How SQL Actually Runs (It's Not in the Order You Write It)
SQL is written SELECT first, but the database doesn't read it that way. A lot of confusing errors and silently wrong results trace back to assuming the query runs top to bottom in the order it's typed, when the actual evaluation order is closer to the reverse.
This covers the real execution order behind a query, where joins quietly go wrong, how grouping can return a technically valid but misleading answer, why NULL breaks comparisons most people expect to work, and when a query isn't even the right tool for the job.
The Order You Write SQL Isn't the Order It Runs
A query is written SELECT, FROM, WHERE, GROUP BY, HAVING, ORDER BY, but the database evaluates it roughly in the opposite order: it figures out the rows from FROM and any JOINs first, filters them with WHERE, groups what's left, filters the groups with HAVING, and only then figures out which columns to actually return with SELECT. Knowing this explains why you can't reference a column alias from SELECT inside the same query's WHERE clause: WHERE runs before SELECT even exists yet.
Where Joins Actually Go Wrong
Forgetting a join condition, or getting it wrong, doesn't usually cause an obvious error. Instead it silently produces a cartesian product, every row in one table matched against every row in the other, multiplying your row count instead of combining your data correctly. The fix isn't memorizing join syntax better, it's checking the resulting row count against what you'd actually expect before trusting the output.
Grouping Data Without Getting the Wrong Answer
Every column in a SELECT alongside a GROUP BY has to either be part of the grouping or wrapped in an aggregate function like a count or a sum. Some databases enforce this strictly and throw an error; others allow it and silently return an arbitrary value from one of the grouped rows, which looks correct until you check it against the actual data. Treat any column in a grouped query that isn't grouped or aggregated as a likely bug, even if the query runs without complaint.
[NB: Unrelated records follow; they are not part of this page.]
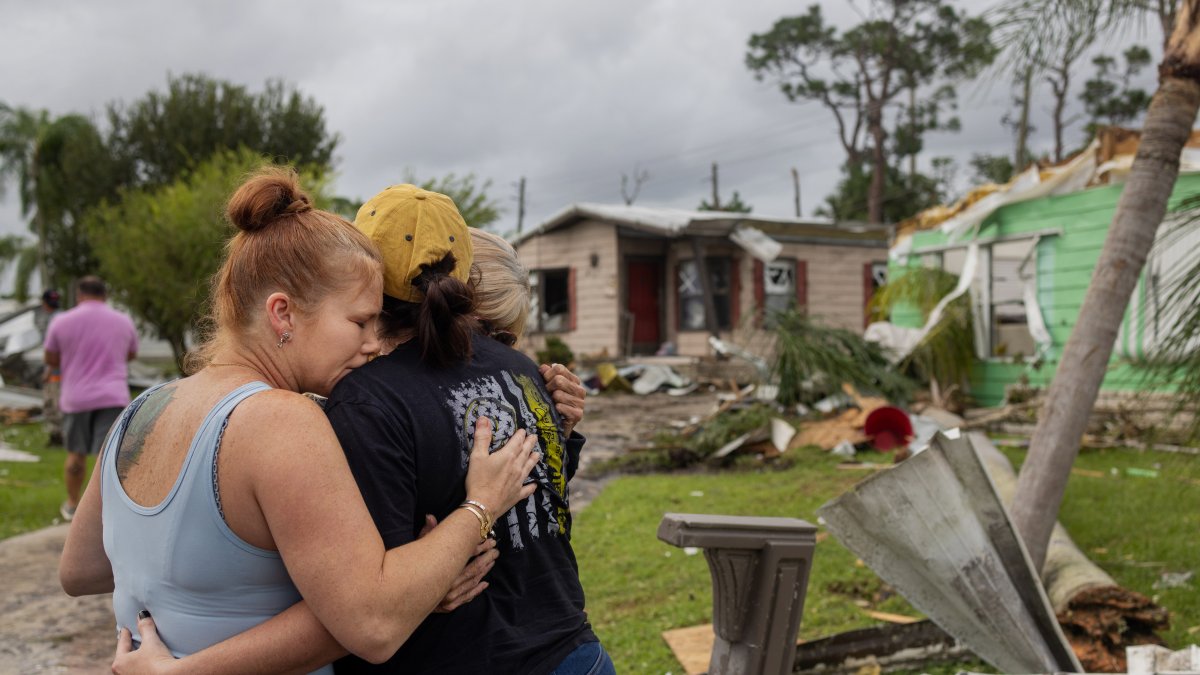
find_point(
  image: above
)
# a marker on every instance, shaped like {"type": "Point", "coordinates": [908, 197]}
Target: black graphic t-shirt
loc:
{"type": "Point", "coordinates": [407, 430]}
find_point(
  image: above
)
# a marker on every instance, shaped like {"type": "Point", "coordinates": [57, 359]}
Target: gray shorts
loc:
{"type": "Point", "coordinates": [84, 431]}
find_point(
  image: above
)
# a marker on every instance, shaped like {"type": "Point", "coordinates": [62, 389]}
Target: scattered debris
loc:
{"type": "Point", "coordinates": [1174, 580]}
{"type": "Point", "coordinates": [781, 434]}
{"type": "Point", "coordinates": [892, 617]}
{"type": "Point", "coordinates": [982, 587]}
{"type": "Point", "coordinates": [1099, 617]}
{"type": "Point", "coordinates": [9, 454]}
{"type": "Point", "coordinates": [826, 434]}
{"type": "Point", "coordinates": [693, 646]}
{"type": "Point", "coordinates": [1149, 659]}
{"type": "Point", "coordinates": [844, 449]}
{"type": "Point", "coordinates": [888, 426]}
{"type": "Point", "coordinates": [897, 645]}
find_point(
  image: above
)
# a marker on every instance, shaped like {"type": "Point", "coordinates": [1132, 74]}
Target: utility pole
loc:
{"type": "Point", "coordinates": [912, 123]}
{"type": "Point", "coordinates": [520, 204]}
{"type": "Point", "coordinates": [717, 196]}
{"type": "Point", "coordinates": [796, 186]}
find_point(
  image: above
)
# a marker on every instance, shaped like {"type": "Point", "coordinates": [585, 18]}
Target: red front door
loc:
{"type": "Point", "coordinates": [645, 285]}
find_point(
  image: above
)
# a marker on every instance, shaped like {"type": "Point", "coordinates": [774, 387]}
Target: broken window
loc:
{"type": "Point", "coordinates": [1013, 266]}
{"type": "Point", "coordinates": [550, 300]}
{"type": "Point", "coordinates": [691, 293]}
{"type": "Point", "coordinates": [1005, 275]}
{"type": "Point", "coordinates": [780, 288]}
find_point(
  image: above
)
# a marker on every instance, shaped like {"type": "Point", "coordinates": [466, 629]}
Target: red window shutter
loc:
{"type": "Point", "coordinates": [760, 296]}
{"type": "Point", "coordinates": [802, 286]}
{"type": "Point", "coordinates": [570, 298]}
{"type": "Point", "coordinates": [675, 292]}
{"type": "Point", "coordinates": [735, 292]}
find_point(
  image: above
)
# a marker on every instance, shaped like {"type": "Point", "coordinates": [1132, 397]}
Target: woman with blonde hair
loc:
{"type": "Point", "coordinates": [222, 499]}
{"type": "Point", "coordinates": [407, 422]}
{"type": "Point", "coordinates": [502, 294]}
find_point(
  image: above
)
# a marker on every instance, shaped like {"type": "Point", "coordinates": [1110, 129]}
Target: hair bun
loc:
{"type": "Point", "coordinates": [268, 195]}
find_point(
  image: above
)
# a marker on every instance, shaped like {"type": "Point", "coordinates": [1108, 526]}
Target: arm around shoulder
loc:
{"type": "Point", "coordinates": [319, 523]}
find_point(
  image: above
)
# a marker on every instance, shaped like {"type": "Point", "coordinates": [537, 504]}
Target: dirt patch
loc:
{"type": "Point", "coordinates": [618, 422]}
{"type": "Point", "coordinates": [42, 629]}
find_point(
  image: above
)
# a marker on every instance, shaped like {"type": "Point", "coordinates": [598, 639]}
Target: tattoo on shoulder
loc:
{"type": "Point", "coordinates": [139, 429]}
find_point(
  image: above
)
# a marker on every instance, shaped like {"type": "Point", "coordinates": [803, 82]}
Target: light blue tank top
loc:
{"type": "Point", "coordinates": [179, 559]}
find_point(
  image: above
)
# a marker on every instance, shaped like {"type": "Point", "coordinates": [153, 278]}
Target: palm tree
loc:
{"type": "Point", "coordinates": [1140, 209]}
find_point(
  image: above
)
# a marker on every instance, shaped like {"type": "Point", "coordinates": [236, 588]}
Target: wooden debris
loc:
{"type": "Point", "coordinates": [826, 434]}
{"type": "Point", "coordinates": [1098, 616]}
{"type": "Point", "coordinates": [691, 646]}
{"type": "Point", "coordinates": [894, 646]}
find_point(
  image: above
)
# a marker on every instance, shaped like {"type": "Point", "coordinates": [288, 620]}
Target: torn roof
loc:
{"type": "Point", "coordinates": [676, 222]}
{"type": "Point", "coordinates": [1107, 159]}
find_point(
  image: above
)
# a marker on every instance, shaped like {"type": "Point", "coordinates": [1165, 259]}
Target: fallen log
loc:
{"type": "Point", "coordinates": [891, 647]}
{"type": "Point", "coordinates": [1099, 617]}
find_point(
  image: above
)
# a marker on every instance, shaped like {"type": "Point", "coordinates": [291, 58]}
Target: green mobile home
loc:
{"type": "Point", "coordinates": [1030, 262]}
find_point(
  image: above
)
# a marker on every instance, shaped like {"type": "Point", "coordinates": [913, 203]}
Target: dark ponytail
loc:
{"type": "Point", "coordinates": [442, 323]}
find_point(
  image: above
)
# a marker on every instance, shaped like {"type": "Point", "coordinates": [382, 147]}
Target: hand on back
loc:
{"type": "Point", "coordinates": [497, 479]}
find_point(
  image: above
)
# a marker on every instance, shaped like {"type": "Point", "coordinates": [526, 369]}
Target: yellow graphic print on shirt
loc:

Why NULL Breaks the Comparisons You'd Expect
NULL doesn't equal anything, including another NULL, so a comparison like checking whether a column equals NULL with a standard equals sign always returns unknown rather than true, even on rows where the value genuinely is NULL. Catching missing values requires a dedicated check for NULL rather than a regular comparison. This single behavior accounts for a large share of queries that quietly return fewer rows than expected.
When a Spreadsheet Beats a Query
SQL is built for filtering, joining, and aggregating data that lives in a structured database. For a quick one-off calculation on a small dataset you already have in front of you, a spreadsheet is often faster to get an answer from than writing and debugging a query, especially if the data isn't already sitting in a database. Reaching for SQL out of habit for something that takes thirty seconds in a spreadsheet usually costs more time than it saves.
Letting a Generator Write the First Draft
A SQL generator is useful for skipping the syntax recall step: describe what you want in plain English and get a starting query back, then check the row count and a few sample rows against what you'd actually expect before trusting it. It won't know your specific schema's quirks or whether a column can actually contain NULL, so verify those assumptions yourself rather than the generator's. PostgreSQL's own documentation on query execution covers the real evaluation order in detail for anyone who wants the full picture. If the query is feeding a scheduled report, our cron job generator covers the timing side of getting it to run automatically.
Frequently Asked Questions
Why can't I use a column alias from SELECT in the WHERE clause?▼
Because WHERE is evaluated before SELECT, even though SELECT is written first. The alias doesn't exist yet at the point WHERE runs, since the database processes a query roughly in the reverse of the order it's written.
What happens if I forget a join condition?▼
Usually not an error. It silently produces a cartesian product, matching every row in one table against every row in the other, which multiplies your row count instead of combining the data the way you intended.
Why does NULL behave differently from other values in comparisons?▼
NULL represents an unknown value, so it doesn't equal anything, including another NULL. A standard equals comparison against NULL returns unknown rather than true or false, which is why catching missing values requires a dedicated NULL check instead of a regular comparison.
Do I need to group or aggregate every column in a SELECT with a GROUP BY?▼
Yes, conceptually. Every selected column needs to either be part of the grouping or wrapped in an aggregate function. Some databases enforce this with an error; others silently return an arbitrary value, which can look correct until checked against the actual data.
Can a SQL generator write a query I can trust without checking it?▼
No. It's useful for skipping the syntax recall step, but it doesn't know your specific schema's quirks or which columns can contain NULL, so check the row count and a few sample results against what you'd actually expect before relying on it.